Aquellas palabras, como los fragmentos del autor de El Merodeador, calaron muy
hondo en mi alma. Hacía años que no leía a autores contemporáneos. No sabría
decir por qué. Y las palabras tan sinceras, tan desprovistas de artificios, directamente
clavadas en el corazón de un solitario hablando de las vicisitudes de tantos
anónimos, me emocionaron hasta las lágrimas. Así, finalmente, acabé leyendo
aquella obra de aquel buen hombre, tan desconocido para el gran púbico. Un
ilustre desconocido más. Algo había cambiado en mi interior, y había cambiado
para siempre.
El libro de
Vicente y las palabras acerca de aquella novela que Cerezal tan bien había
entendido me llevaron a mi primera Juventud, a mis primeras lecturas, cuando
con ansiedad abría esas obras que abrieron unas puertas que jamás volvieron a
cerrarse. Con casi cuarenta tacos a mis espaldas y un par de infiernos vividos
y sufridos, supe que ya no estaba solo.

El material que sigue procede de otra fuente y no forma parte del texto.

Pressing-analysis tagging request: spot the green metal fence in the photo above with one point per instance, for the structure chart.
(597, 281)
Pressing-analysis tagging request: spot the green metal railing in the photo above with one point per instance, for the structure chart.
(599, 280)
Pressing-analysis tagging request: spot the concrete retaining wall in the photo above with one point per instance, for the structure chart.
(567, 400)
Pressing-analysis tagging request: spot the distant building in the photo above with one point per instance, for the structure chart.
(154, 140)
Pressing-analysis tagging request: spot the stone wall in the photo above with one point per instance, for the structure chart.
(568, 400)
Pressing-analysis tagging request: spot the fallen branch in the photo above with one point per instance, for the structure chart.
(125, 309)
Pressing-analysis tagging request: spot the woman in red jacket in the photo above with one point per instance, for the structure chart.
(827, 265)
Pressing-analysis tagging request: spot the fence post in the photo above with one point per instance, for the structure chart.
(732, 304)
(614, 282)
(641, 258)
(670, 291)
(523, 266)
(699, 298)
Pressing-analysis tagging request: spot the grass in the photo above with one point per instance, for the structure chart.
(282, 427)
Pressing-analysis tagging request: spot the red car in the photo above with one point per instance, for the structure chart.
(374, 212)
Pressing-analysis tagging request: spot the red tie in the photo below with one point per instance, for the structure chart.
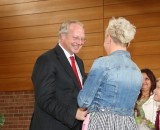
(75, 71)
(157, 121)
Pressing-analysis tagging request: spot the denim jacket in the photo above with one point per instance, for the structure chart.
(113, 85)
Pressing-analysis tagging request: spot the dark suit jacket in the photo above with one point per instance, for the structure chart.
(56, 89)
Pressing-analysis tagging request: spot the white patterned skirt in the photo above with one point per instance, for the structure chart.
(109, 121)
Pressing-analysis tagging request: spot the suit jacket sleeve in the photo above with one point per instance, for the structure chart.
(44, 80)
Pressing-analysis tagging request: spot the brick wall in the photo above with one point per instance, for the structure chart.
(17, 108)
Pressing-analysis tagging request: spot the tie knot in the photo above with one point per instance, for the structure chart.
(72, 58)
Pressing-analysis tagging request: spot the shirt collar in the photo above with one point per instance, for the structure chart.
(66, 52)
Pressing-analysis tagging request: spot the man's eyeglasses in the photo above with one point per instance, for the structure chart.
(79, 39)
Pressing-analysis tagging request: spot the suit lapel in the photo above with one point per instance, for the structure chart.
(65, 63)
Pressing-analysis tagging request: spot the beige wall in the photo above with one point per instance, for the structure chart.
(30, 27)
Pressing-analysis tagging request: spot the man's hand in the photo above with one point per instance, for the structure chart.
(81, 114)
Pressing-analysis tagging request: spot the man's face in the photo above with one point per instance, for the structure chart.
(74, 39)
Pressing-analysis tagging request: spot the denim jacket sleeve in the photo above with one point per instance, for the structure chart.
(91, 85)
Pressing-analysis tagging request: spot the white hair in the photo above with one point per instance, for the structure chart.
(121, 30)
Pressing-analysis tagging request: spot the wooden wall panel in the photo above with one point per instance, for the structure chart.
(147, 61)
(14, 84)
(51, 17)
(141, 20)
(46, 6)
(7, 2)
(132, 8)
(147, 34)
(27, 45)
(45, 31)
(30, 27)
(145, 48)
(16, 71)
(37, 44)
(29, 57)
(109, 2)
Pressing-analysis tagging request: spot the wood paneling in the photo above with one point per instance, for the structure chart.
(15, 84)
(5, 2)
(147, 34)
(46, 6)
(51, 17)
(141, 20)
(30, 27)
(16, 71)
(37, 44)
(145, 48)
(132, 8)
(29, 57)
(45, 31)
(147, 61)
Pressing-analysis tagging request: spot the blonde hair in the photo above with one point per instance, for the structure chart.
(121, 30)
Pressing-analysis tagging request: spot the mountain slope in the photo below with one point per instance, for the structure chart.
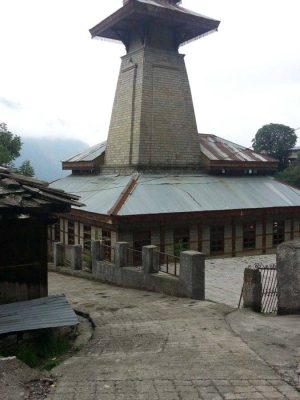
(46, 155)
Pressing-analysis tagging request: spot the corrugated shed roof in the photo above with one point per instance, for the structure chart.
(47, 312)
(156, 194)
(100, 192)
(22, 192)
(218, 149)
(89, 154)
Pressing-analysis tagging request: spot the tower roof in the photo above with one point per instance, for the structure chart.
(188, 24)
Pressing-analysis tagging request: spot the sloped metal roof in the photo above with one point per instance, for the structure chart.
(22, 192)
(47, 312)
(100, 192)
(156, 194)
(218, 149)
(89, 154)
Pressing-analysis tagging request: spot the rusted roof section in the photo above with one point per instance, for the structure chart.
(215, 148)
(170, 194)
(47, 312)
(89, 154)
(25, 194)
(88, 160)
(118, 25)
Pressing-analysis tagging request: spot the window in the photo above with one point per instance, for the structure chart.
(249, 236)
(106, 237)
(71, 233)
(181, 240)
(86, 237)
(278, 232)
(57, 232)
(217, 239)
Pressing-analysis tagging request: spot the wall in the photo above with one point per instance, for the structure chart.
(190, 282)
(163, 236)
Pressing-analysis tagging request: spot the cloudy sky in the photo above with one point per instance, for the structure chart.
(56, 81)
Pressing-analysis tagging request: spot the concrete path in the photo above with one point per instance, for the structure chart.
(155, 347)
(224, 277)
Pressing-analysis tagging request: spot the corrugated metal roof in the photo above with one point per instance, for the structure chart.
(100, 192)
(172, 6)
(218, 149)
(89, 154)
(156, 194)
(47, 312)
(26, 193)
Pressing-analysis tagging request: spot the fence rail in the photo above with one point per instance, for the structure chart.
(134, 258)
(109, 253)
(169, 264)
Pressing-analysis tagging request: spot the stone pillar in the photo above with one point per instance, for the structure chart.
(76, 257)
(288, 277)
(96, 250)
(121, 254)
(150, 259)
(252, 293)
(192, 274)
(58, 254)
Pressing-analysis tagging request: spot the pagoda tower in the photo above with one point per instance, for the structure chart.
(153, 125)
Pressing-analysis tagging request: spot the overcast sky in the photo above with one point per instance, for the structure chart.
(56, 81)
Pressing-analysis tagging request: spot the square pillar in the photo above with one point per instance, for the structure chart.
(150, 259)
(192, 274)
(76, 257)
(121, 254)
(288, 277)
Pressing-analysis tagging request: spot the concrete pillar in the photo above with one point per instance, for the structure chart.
(95, 253)
(58, 254)
(150, 259)
(252, 293)
(288, 277)
(192, 274)
(121, 254)
(76, 257)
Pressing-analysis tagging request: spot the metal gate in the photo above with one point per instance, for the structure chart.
(268, 292)
(269, 301)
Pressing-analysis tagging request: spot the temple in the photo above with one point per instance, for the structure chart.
(156, 180)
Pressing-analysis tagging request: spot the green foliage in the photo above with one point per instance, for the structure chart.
(10, 147)
(28, 355)
(45, 352)
(26, 169)
(275, 140)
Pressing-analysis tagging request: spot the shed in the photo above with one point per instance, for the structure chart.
(27, 206)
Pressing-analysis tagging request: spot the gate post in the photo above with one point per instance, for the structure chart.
(288, 277)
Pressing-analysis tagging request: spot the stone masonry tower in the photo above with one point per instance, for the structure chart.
(153, 123)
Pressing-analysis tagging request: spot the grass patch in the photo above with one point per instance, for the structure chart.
(46, 352)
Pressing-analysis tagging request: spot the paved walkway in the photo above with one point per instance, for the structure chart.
(155, 347)
(224, 277)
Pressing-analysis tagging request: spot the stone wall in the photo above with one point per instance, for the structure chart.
(190, 282)
(199, 235)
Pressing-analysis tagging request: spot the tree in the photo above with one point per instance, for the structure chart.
(10, 147)
(26, 169)
(275, 140)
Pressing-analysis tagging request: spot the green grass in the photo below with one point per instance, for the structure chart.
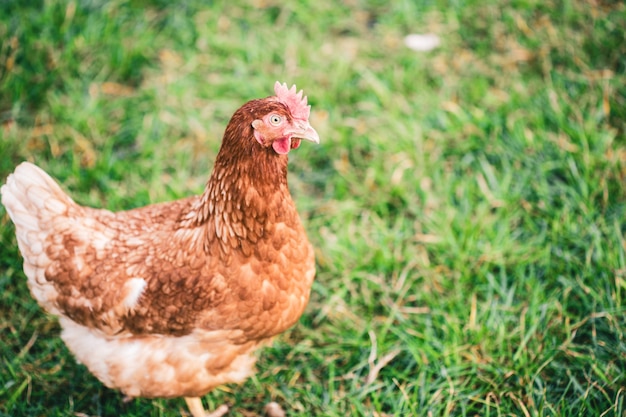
(467, 205)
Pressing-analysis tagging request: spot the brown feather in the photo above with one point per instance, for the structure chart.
(171, 299)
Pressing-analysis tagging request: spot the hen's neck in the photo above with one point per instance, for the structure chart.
(246, 191)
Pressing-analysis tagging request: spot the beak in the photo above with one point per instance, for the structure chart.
(306, 132)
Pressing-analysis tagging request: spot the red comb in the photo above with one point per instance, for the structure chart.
(296, 102)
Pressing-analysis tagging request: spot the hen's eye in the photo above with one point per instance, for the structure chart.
(275, 119)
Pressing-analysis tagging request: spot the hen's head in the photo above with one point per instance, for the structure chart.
(282, 121)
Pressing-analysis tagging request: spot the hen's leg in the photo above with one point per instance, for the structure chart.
(197, 410)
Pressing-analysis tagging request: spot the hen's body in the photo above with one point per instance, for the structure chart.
(171, 299)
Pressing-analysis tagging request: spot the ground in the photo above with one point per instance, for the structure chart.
(467, 204)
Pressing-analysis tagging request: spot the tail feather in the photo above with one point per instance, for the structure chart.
(33, 201)
(30, 194)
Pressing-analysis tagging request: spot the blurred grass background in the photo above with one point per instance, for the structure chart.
(467, 204)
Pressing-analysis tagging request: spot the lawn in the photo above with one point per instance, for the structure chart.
(467, 204)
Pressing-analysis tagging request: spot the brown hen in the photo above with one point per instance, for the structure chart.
(172, 299)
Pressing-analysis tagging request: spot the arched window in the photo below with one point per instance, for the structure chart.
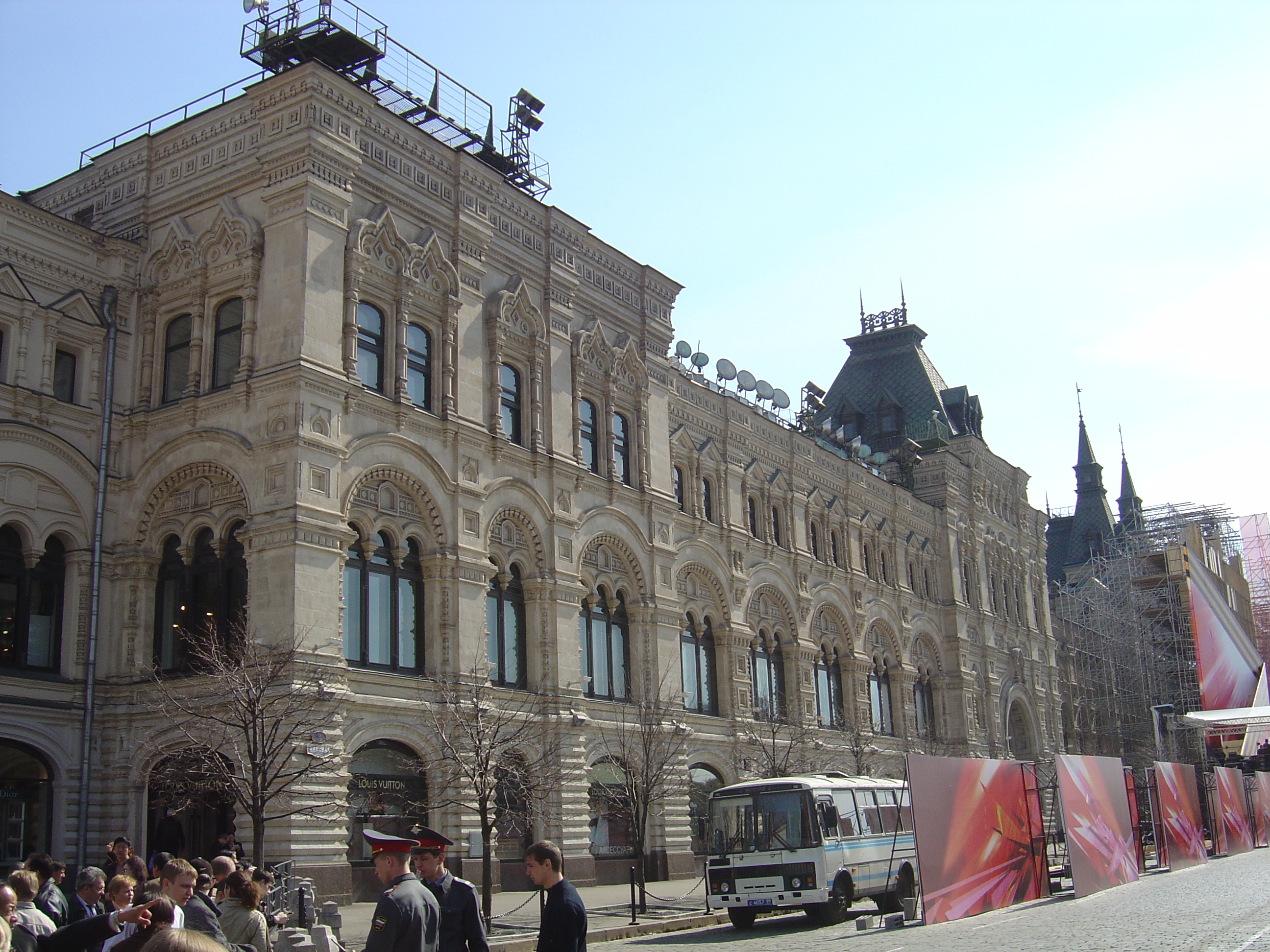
(207, 595)
(703, 781)
(924, 705)
(370, 347)
(510, 403)
(418, 366)
(589, 437)
(696, 664)
(31, 605)
(505, 630)
(226, 342)
(175, 358)
(384, 607)
(879, 697)
(829, 690)
(767, 677)
(621, 450)
(602, 636)
(388, 792)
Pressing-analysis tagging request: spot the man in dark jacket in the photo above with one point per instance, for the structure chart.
(50, 899)
(462, 928)
(407, 916)
(563, 927)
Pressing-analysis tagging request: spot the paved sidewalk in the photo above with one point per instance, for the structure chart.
(606, 906)
(1223, 906)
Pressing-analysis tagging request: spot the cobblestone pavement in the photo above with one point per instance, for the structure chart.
(1223, 906)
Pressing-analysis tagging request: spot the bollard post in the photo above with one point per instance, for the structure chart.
(634, 921)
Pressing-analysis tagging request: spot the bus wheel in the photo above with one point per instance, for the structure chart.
(742, 918)
(893, 902)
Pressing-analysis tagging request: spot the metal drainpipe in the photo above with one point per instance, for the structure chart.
(110, 296)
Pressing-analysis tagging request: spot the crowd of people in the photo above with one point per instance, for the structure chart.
(126, 904)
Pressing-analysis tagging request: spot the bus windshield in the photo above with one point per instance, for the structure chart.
(760, 823)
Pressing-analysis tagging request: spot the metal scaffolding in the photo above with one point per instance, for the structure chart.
(1124, 625)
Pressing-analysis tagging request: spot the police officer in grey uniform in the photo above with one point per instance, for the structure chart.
(407, 916)
(462, 929)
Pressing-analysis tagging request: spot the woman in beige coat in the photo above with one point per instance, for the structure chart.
(242, 919)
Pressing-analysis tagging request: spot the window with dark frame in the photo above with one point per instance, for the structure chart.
(175, 358)
(64, 376)
(588, 434)
(604, 643)
(370, 347)
(383, 623)
(418, 366)
(505, 630)
(698, 667)
(228, 343)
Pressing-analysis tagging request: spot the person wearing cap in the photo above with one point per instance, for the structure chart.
(462, 929)
(407, 916)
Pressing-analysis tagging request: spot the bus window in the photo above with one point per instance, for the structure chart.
(848, 826)
(888, 810)
(867, 808)
(829, 816)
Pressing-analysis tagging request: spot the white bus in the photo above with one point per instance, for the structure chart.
(820, 842)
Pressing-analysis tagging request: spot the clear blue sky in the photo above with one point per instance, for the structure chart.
(1070, 191)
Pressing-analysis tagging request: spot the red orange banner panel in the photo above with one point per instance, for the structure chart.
(1179, 815)
(979, 842)
(1228, 659)
(1097, 819)
(1231, 805)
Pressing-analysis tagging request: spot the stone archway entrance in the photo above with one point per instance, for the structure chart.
(1019, 733)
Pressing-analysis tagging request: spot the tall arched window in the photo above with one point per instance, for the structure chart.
(696, 664)
(924, 705)
(418, 366)
(588, 434)
(370, 347)
(228, 342)
(510, 403)
(31, 605)
(384, 607)
(602, 639)
(879, 697)
(767, 677)
(505, 630)
(175, 358)
(621, 450)
(206, 595)
(829, 689)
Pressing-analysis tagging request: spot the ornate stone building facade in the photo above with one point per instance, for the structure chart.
(370, 393)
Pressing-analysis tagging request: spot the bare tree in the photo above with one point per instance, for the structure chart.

Una vez más, y veintipico de años
después, supe que ya no estaba solo. Como en aquellas primeras lecturas, como
cuando leí por primera vez aquel maravilloso capítulo de la novela de Ernesto
Sábato “querido y remoto muchacho” volví, de manera despiadada, sin anestesia
que es realmente de la manera que se aborda una lectura de estas
características a leer compulsivamente, pero ahora a autores contemporáneos.
Luego, tuve la
oportunidad de intercambiar unas palabras con ambos en un local de Madrid, en
el aniversario de un fanzine en el que uno colaboraba y otro era uno de sus
fundadores. Tener enfrente a un par de tipos que han conseguido emocionarte de
tal manera nunca es tarea fácil a la hora de entablar una conversación, de
manera que nuestra breve conversación quedó (como suele pasar) en un par de
lugares comunes. Sin embargo, algo había pasado en mi interior. Las cosas
importantes siempre se debaten en el interior y lo que vemos es tan solo una
costra.
Pasó cerca de un
año y yo estaba muy ocupado en uno de los libros que a duras penas, conseguí
publicar en las plataformas de autoedición: yo también tenía mucho que decir.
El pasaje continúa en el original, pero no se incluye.